S'il savait parler de ses inspirations, Sempé, malgré son succès et la reconnaissance, restait un éternel insatisfait, angoissé à l'idée de ne pas trouver d'idées. Son processus créatif, très lent, le laissait dans un certain désarroi. "Je dessine, je crois, tous les jours, mais il est très rare que je fasse un dessin dans une journée. Je travaille très très lentement. Ça m'agace mais c'est ainsi ! Je crois que je suis un de ceux qui travaille le plus lentement. Je recommence souvent, parfois en pure perte. Je me fixe une image que je voudrais atteindre et que bien entendu je n’atteins pas !", regrettait-il déjà dans Hors-champs. [...] Quand après avoir montré [un dessin] à pas mal d'amis, l'unanimité se fait, alors je me dis : bon, eh bien oui, maintenant d'accord, je le termine et puis voilà ! Je crois que tous les gens qui font quoi que ce soit dans le vaste domaine de la création sont comme ça. Je n'ai rien d'original. Nous sommes tous des inquiets."

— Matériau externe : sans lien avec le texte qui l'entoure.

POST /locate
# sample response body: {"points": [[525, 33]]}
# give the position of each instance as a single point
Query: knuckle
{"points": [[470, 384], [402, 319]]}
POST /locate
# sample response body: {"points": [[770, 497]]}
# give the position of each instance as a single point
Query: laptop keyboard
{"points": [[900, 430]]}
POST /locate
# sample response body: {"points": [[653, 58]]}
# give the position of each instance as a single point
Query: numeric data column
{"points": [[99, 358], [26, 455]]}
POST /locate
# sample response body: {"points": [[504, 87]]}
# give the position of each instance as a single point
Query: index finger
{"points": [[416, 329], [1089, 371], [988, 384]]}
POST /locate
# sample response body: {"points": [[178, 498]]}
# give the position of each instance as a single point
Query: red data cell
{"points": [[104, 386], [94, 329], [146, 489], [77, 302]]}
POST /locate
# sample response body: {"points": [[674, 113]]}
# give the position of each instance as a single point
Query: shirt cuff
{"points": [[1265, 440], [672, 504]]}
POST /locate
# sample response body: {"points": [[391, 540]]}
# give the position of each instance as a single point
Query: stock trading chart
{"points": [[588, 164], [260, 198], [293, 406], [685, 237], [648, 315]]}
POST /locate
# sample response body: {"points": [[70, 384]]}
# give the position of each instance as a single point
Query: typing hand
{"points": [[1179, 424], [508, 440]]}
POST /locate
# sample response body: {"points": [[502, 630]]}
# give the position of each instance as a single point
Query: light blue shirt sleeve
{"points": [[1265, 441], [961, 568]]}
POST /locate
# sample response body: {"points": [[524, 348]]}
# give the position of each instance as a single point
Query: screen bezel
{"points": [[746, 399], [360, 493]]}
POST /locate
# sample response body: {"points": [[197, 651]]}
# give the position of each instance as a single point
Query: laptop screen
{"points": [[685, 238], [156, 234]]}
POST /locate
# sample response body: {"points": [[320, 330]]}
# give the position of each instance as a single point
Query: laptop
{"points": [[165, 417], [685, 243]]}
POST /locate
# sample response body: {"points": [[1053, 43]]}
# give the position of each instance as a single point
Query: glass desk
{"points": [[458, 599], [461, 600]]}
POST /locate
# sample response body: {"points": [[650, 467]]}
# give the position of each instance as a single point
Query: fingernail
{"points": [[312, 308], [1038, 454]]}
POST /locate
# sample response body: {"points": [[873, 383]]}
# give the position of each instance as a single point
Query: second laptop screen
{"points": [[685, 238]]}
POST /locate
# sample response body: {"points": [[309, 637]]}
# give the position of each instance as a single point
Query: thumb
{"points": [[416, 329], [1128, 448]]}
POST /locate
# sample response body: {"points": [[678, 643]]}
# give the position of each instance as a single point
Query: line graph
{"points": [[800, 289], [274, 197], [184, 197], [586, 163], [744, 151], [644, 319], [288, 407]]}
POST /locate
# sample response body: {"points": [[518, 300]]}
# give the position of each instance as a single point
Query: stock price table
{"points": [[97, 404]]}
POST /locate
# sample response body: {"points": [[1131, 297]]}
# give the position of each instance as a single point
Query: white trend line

"Il faut quelques années pour s’habituer, pour se dire qu’après tout, tel dessin n’était peut-être pas si mal que ça. Mais "aimer" c’est un bien grand mot, "accepter" disons, poursuivait-il quelques années plus tard, en 2019, cette fois-ci dans Le Réveil culturel. Si le dessin est parfait, c’est qu’il convient pour le rôle qu’il doit remplir, quelle que soit sa fonction. Cela se produit difficilement et pas souvent. Ensuite, il faut recommencer, encore et encore. C’est terriblement épuisant."

27 min

"Je ne sais pas décrire un de mes dessins, assurait en riant Sempé. Ou je vais le minimiser, ce qui serait fâcheux, ou je vais le glorifier, ce qui serait tout aussi fâcheux !" Pas besoin d'en rajouter, en effet : c'était là tout l'art de Sempé.